In mid-February, at the annual meeting of the nonprofit Syrian American Medical Society in Orlando, Fla., he listened as colleagues described sneaking into Syria to work in cave hospitals built 20 meters underground. Given his obligation to care for his parents, he could not take the risk of attempting to enter Syria.
"You feel, 'I'm so limited, so handicapped,'" he says. "I can't go there. I can't be there."
Days after the conference, he gave his notice at Children's Hospital and the Medical College of Wisconsin. He was leaving, in part, because he wanted more time to travel on missions. If he could not help his countrymen in Syria, at least he could help the refugees who'd escaped to the camp in Jordan.
"If I was there now," he wondered aloud, "how many could I see?"
The doctor glances toward the sunlight streaming through the cabin windows. The 787 passes over the Mediterranean Sea, heading south toward the Israeli coast.
Thirty minutes to Jordan.
"I hope one day these countries are going to find peace," Bakdash says. "You have to be genuine about seeing the other side as a human being..."
Below passes Netanya, Israel.
"A child doesn't know Christianity or Judaism or Islam. But if everybody teaches something negative about the other side, the child will grow up hating..."
Mount Gerizim, 20 miles from Jordan.
"Human suffering is global. It doesn't know land. It doesn't know religion..."
He stops talking and fastens his seat belt. The plane is in full descent. The runway in Amman comes into view.
Early the next morning they set out from Amman, their van passing through a flat, sand-colored landscape with few trees. Along the highway, men tend herds of goats and sheep.
"You see those hills," Bakdash says, pointing to the north. "Those are Syria."
Along the way, there are few breaks in the landscape — an abandoned house, stone ruins, the odd factory.
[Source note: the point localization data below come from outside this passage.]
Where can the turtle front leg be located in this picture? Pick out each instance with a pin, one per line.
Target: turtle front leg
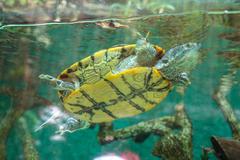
(71, 125)
(59, 84)
(183, 79)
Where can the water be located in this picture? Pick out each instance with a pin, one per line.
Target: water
(27, 51)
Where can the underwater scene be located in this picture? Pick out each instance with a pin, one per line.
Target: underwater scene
(119, 80)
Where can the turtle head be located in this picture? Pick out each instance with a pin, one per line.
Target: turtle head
(178, 60)
(145, 52)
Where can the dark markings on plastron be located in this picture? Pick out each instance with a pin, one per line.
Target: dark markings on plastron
(137, 92)
(97, 105)
(69, 70)
(124, 97)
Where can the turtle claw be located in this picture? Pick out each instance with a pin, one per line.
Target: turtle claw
(72, 125)
(183, 79)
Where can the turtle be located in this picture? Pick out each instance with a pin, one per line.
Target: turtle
(92, 68)
(124, 89)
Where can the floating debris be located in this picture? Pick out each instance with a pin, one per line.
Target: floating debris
(111, 25)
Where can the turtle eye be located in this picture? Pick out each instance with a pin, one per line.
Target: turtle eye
(165, 61)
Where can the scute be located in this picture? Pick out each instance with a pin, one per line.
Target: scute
(93, 68)
(118, 95)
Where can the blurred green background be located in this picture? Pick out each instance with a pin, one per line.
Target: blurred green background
(28, 49)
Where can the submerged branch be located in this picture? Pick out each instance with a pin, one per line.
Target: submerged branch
(220, 97)
(175, 132)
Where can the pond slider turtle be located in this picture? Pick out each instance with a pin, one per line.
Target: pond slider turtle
(123, 81)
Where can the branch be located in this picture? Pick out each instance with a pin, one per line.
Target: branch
(175, 132)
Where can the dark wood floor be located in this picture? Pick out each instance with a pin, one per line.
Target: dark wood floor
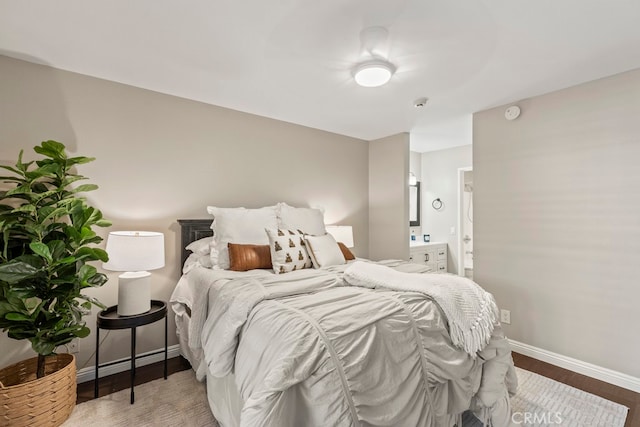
(610, 392)
(122, 380)
(620, 395)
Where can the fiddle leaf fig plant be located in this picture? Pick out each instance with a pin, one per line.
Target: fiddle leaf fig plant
(46, 244)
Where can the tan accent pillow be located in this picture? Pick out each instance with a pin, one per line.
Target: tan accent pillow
(249, 257)
(348, 255)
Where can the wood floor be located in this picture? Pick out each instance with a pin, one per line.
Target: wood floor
(610, 392)
(620, 395)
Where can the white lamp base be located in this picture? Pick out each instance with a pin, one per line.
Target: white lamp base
(134, 293)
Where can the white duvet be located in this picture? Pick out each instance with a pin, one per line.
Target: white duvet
(308, 349)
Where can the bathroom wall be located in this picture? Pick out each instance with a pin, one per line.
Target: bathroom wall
(415, 166)
(440, 180)
(466, 216)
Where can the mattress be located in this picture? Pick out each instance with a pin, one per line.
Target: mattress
(309, 350)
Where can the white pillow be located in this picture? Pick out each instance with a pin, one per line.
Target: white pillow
(238, 225)
(324, 251)
(200, 246)
(288, 252)
(307, 220)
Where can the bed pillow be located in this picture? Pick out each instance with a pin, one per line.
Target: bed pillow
(249, 257)
(348, 255)
(324, 251)
(238, 225)
(200, 246)
(288, 251)
(308, 220)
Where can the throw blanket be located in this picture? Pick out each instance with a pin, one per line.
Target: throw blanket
(470, 310)
(308, 349)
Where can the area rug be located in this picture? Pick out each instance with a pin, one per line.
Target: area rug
(181, 401)
(545, 402)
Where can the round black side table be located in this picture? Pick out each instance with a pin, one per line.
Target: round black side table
(109, 319)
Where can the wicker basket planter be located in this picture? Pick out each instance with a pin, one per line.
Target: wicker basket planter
(28, 401)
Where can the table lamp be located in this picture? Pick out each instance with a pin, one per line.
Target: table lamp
(134, 252)
(342, 233)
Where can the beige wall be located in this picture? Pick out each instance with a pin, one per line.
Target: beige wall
(440, 180)
(557, 219)
(389, 197)
(160, 158)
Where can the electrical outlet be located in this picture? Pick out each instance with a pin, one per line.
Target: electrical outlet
(505, 317)
(74, 346)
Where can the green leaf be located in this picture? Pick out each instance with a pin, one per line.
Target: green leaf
(83, 332)
(79, 160)
(84, 187)
(51, 149)
(42, 250)
(17, 317)
(15, 271)
(42, 347)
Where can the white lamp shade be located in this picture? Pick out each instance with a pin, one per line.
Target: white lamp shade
(342, 233)
(134, 251)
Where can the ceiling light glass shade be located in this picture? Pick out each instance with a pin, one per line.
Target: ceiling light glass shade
(373, 73)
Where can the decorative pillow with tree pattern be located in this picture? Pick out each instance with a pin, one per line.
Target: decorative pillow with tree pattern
(288, 250)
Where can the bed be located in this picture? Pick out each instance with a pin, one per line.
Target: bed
(335, 345)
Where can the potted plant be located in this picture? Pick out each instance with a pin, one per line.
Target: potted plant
(46, 242)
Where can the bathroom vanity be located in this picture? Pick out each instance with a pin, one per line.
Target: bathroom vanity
(432, 254)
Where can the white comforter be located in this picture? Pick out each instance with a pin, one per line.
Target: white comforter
(307, 349)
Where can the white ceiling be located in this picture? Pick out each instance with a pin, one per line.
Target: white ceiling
(291, 59)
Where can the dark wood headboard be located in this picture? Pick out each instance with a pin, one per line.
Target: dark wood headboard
(190, 231)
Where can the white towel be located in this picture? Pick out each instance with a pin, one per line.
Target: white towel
(470, 310)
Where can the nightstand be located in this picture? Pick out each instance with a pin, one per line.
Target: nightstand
(109, 319)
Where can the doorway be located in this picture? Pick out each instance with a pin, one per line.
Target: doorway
(465, 222)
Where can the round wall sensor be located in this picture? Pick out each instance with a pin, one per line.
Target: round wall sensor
(420, 102)
(512, 112)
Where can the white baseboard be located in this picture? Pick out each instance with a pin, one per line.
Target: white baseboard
(89, 373)
(598, 372)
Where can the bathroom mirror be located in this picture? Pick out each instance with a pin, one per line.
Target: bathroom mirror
(414, 205)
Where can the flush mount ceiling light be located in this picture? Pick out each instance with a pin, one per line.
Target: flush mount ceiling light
(373, 73)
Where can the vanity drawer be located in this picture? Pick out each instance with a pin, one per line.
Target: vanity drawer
(433, 255)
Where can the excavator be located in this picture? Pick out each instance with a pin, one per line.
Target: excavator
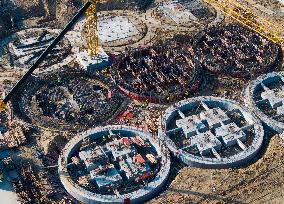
(229, 7)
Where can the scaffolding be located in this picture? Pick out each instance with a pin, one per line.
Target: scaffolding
(92, 28)
(246, 17)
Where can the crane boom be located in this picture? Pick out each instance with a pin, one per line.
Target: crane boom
(246, 17)
(41, 58)
(91, 28)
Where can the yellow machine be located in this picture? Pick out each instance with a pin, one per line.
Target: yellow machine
(91, 28)
(246, 17)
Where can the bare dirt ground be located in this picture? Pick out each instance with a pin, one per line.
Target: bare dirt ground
(261, 182)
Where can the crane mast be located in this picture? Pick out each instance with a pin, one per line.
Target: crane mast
(91, 28)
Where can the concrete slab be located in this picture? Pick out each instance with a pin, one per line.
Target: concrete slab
(94, 63)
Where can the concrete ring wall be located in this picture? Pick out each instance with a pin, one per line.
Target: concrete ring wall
(139, 196)
(232, 161)
(249, 101)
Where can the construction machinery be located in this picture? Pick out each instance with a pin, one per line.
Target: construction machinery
(91, 22)
(246, 17)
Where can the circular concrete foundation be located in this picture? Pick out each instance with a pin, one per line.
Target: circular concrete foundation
(26, 46)
(113, 164)
(211, 132)
(69, 100)
(265, 97)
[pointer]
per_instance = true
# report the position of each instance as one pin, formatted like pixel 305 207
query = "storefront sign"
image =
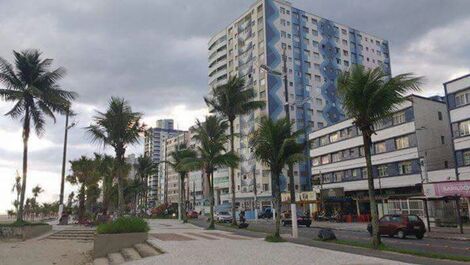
pixel 451 188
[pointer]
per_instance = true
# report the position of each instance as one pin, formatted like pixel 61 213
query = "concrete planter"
pixel 24 232
pixel 108 243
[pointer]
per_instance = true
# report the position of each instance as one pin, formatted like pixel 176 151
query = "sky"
pixel 154 54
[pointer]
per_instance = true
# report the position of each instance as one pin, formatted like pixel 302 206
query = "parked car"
pixel 224 217
pixel 192 214
pixel 400 225
pixel 302 219
pixel 266 213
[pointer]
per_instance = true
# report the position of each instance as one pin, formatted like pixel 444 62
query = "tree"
pixel 144 169
pixel 84 175
pixel 231 100
pixel 276 146
pixel 105 169
pixel 17 187
pixel 368 96
pixel 33 88
pixel 212 138
pixel 178 161
pixel 118 127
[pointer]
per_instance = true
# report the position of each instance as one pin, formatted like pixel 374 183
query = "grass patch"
pixel 20 224
pixel 124 225
pixel 384 247
pixel 274 239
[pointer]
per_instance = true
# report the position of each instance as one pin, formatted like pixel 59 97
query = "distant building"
pixel 410 148
pixel 154 139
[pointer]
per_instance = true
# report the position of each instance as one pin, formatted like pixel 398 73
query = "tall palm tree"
pixel 178 160
pixel 145 168
pixel 33 87
pixel 212 138
pixel 276 146
pixel 368 96
pixel 84 175
pixel 105 170
pixel 118 127
pixel 17 187
pixel 231 100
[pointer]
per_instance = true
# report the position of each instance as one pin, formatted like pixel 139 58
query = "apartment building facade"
pixel 154 138
pixel 317 49
pixel 410 148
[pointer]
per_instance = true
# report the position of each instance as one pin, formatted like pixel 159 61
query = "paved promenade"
pixel 188 244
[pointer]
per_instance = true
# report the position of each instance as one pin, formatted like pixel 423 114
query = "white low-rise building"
pixel 409 148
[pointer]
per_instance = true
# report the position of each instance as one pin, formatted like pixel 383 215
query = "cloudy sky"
pixel 154 53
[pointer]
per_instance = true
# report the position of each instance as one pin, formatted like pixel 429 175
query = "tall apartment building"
pixel 153 142
pixel 410 148
pixel 458 100
pixel 317 50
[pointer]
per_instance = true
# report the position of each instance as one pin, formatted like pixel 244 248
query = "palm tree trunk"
pixel 81 204
pixel 366 136
pixel 26 130
pixel 277 204
pixel 211 198
pixel 232 173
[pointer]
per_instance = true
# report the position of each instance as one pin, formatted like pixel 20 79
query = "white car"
pixel 224 217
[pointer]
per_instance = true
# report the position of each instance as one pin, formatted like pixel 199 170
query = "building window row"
pixel 350 132
pixel 389 145
pixel 383 170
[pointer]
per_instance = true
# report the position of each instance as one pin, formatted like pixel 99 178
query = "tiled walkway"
pixel 188 244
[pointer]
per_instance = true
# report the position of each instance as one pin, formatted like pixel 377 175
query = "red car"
pixel 401 225
pixel 192 214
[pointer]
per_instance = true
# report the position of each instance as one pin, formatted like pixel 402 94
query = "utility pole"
pixel 64 158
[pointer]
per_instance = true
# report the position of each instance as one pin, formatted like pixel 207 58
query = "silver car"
pixel 224 217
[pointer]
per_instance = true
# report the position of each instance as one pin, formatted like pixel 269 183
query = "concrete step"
pixel 116 258
pixel 130 254
pixel 101 261
pixel 145 250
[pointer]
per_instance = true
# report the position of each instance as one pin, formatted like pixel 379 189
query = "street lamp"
pixel 64 158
In the distance, nothing suggests a place where 80,000 people live. The reason becomes clear at the entrance to Zaatari. Virtually all of the structures are the same: single-story tin huts. No tall buildings or landmarks of any kind.
Barbed wire surrounds the camp, which opened in July 2012. Beside a steel gate, armed guards check the government permits for the Wisconsin team.
Staring out from the van, nurse Jennifer Nitschke-Thomas is struck by how much Zaatari has the look and feel of a prison.
After two checkpoints, the visitors report to the Syrian Refugee Affairs Directorate, an administrative office for the camp. At each stage, Bakdash greets officials warmly, shaking hands and hugging, chatting and complimenting them in Arabic.
Finally, they set out for the clinic following a road nicknamed the Champs-Elysee; it is lined with shoe and T-shirt huts, places selling ice cream and popcorn, and small shawarma stands, where chicken cooks beside an open flame.
The shops have few customers. The United Nations gives each resident 20 Jordanian dinar per month for food (about $28 American). A sandwich at one of the shawarma stands costs about 1 dinar.
Finally, Bakdash and his group arrive at a large open-air waiting area, swarming with families. Harried mothers cling to fussing children; other mothers watch their kids dart in and out of the rows of benches.
This is the clinic entrance. Inside are the two busiest rooms: "Emergency Department Men" and "Emergency Department Women."
Beyond, a tiny passageway leads into a warren of prefab huts, each one with a label such as "Pharmacy Department," "Vaccine Department," "Prosthetics Department."
Outside each door stands a crowd of parents and children waiting to be seen.